Transplant specialists now say that Bennett’s heart was infected by porcine cytomegalovirus, a preventable infection, MIT Technology Review reported. Specialists who participated in a webinar April 20 discussing the case said they believe the infection may have contributed to Bennett’s death.

University officials said that the pig, which was genetically modified so that its organs could be used for human transplantation, had been screened for the virus, but that tests only pick up active infections, The New York Times reported. A latent infection could have slipped by the scans.

“It was surprising. That pig is supposed to be clean of all pig pathogens, and this is a significant one,” Mike Curtis, CEO eGenesis, a competing company breeding pigs for transplant, told MIT Technology Review. “Without the virus, would Mr. Bennett have lived? We don’t know, but the infection didn’t help. It likely contributed to the failure.”

Dr. Bartley Griffith, the lead surgeon on the case, said that a test had detected the virus in Bennett’s body 20 days after the transplant, but the levels were so low that it was initially believed to be a lab error, The New York Times reported.

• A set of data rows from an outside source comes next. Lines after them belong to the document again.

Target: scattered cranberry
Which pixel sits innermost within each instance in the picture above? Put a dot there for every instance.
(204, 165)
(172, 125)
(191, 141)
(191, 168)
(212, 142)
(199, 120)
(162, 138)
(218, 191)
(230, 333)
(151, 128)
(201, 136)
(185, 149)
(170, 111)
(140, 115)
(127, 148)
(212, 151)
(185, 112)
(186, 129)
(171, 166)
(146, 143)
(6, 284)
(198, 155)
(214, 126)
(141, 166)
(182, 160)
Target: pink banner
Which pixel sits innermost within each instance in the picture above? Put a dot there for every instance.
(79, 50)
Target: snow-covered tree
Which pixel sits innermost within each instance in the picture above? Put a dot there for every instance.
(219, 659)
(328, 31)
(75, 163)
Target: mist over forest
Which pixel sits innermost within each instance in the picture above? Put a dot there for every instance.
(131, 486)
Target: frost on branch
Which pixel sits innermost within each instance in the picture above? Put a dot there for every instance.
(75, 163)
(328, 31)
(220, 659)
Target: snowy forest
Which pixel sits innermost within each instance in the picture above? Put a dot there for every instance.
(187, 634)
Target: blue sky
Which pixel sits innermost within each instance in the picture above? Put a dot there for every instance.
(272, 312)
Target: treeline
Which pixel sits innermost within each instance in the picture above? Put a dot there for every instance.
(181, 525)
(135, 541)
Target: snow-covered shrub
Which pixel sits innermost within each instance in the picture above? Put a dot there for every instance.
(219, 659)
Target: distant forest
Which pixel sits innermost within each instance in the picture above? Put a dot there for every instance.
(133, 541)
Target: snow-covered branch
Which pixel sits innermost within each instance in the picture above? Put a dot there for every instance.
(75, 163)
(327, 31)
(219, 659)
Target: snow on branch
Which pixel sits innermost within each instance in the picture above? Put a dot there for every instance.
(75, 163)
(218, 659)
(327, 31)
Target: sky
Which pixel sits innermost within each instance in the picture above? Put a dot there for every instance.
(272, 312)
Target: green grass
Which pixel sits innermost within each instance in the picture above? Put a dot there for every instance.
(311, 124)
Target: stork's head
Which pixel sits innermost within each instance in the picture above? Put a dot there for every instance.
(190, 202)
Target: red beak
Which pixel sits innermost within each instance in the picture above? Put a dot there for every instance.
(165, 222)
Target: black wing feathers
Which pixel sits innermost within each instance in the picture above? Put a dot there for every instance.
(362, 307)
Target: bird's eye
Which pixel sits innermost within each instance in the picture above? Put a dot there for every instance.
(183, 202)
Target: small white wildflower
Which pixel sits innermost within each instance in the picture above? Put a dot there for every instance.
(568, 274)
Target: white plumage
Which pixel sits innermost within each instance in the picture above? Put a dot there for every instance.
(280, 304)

“So we started thinking that the virus that showed up very early at day 20 as just a twinkle started to grow in time, and it may have been the actor — it could have been the actor — that set this all off,” Dr. Griffith said, The New York Times reported.

Bennett had been given the pig heart after receiving special permission from the U.S. Food and Drug Administration for the one-off transplant, MIT Technology Review reported. Bennett was near-death from heart failure and had been rejected from multiple waiting lists for a human heart.